This pumpkin caramel tart is elegant and indulgent—perfect for a fall gathering or a cozy dessert night.
Every bite balances the sweetness of pumpkin with a buttery, caramel finish.
Pumpkin Chili with Cornbread
A hearty, autumn-inspired chili that blends pumpkin with ground beef and beans.

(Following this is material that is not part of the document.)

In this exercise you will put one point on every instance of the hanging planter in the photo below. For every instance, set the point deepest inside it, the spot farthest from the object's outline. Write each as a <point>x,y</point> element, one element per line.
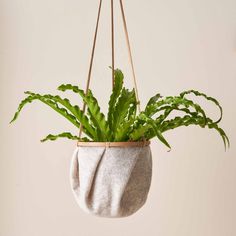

It’s warming, slightly sweet, and perfect for serving with homemade cornbread on crisp fall evenings.
Ingredients:
- 1 tablespoon olive oil
- 1 pound ground beef or turkey
- 1 medium onion, chopped
- 2 cloves garlic, minced
- 1 bell pepper, diced
- 1 can (15 oz) kidney beans, drained and rinsed
- 1 can (15 oz) diced tomatoes
- 1 cup pumpkin puree
- 2 tablespoons chili powder
- 1 teaspoon cumin
- ½ teaspoon smoked paprika
- Salt and pepper, to taste
- Optional: shredded cheese, sour cream, fresh cilantro
Cornbread:
- 1 cup cornmeal
- 1 cup all-purpose flour
- ¼ cup sugar
- 1 tablespoon baking powder
- ½ teaspoon salt
- 1 cup milk
- 1/4 cup vegetable oil
- 1 egg
Instructions:
- Heat olive oil in a large pot. Add onion, garlic, and bell pepper; sauté until softened.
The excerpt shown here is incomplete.